Defence minister Stuart Andrew revealed the test flight on a visit to a Welsh site set to become the repairs base for the F-35 aircraft.
“Exceptional engineering from the UK is not only helping to build what is the world’s most advanced fighter jet, but is also ensuring it’s equipped with the very best firepower.
“This flight by a British pilot, in a British F-35 jet with British-built weapons, is a symbol of the major part we are playing in what is the world’s biggest ever defence programme, delivering billions for our economy and a game-changing capability for our armed forces.”
Mr Andrew was speaking at the Defence Electronics and Components Agency (DECA) in Wales, which is set to become a global repair hub for F-35 systems.
British companies are building 15% of the 3,000 F-35s planned, with an estimated contribution of £35 billion to the UK economy and 25,000 British jobs.
The trials saw the jet armed with Advanced Short Range Air-to-Air Missiles (ASRAAM) built by MBDA in Bolton, which are effective against aircraft ranging in size from large multi-engine aircraft to small drones.

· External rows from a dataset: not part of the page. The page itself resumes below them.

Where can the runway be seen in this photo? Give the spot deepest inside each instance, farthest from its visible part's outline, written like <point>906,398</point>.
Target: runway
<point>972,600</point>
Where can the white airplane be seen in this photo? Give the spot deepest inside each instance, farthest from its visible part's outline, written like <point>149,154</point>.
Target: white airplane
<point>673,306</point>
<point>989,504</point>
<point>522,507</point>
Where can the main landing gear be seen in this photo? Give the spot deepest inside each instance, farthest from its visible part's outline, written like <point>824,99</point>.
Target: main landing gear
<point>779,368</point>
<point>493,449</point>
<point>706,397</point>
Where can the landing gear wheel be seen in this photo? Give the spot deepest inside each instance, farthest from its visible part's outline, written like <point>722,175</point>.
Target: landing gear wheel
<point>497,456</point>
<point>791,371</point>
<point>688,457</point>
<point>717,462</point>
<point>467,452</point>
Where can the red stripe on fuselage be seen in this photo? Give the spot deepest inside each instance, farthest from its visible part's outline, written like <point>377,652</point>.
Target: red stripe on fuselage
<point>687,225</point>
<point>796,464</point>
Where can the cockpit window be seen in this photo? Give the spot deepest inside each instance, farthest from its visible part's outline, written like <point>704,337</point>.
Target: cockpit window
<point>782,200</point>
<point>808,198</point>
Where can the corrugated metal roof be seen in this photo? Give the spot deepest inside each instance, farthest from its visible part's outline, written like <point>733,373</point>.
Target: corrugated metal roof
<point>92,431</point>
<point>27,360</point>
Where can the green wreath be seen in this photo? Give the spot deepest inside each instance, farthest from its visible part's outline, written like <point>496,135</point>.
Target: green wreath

The F-35B Lightning multi-role fighter jet is the first to combine radar-evading stealth technology with supersonic speeds and short take-off and vertical landing capability.
The fighter jets will be jointly manned by the Royal Air Force and the Royal Navy and can operate from land and sea, forming a vital part of Carrier Strike when operating from the Queen Elizabeth class aircraft carriers.
The Royal Navy aircraft carrier HMS Queen Elizabeth is setting sail to the US to carry out flight trials with the supersonic jet.
RAF Marham-based 617 Squadron will carry out its own weaponry flights in the next few months.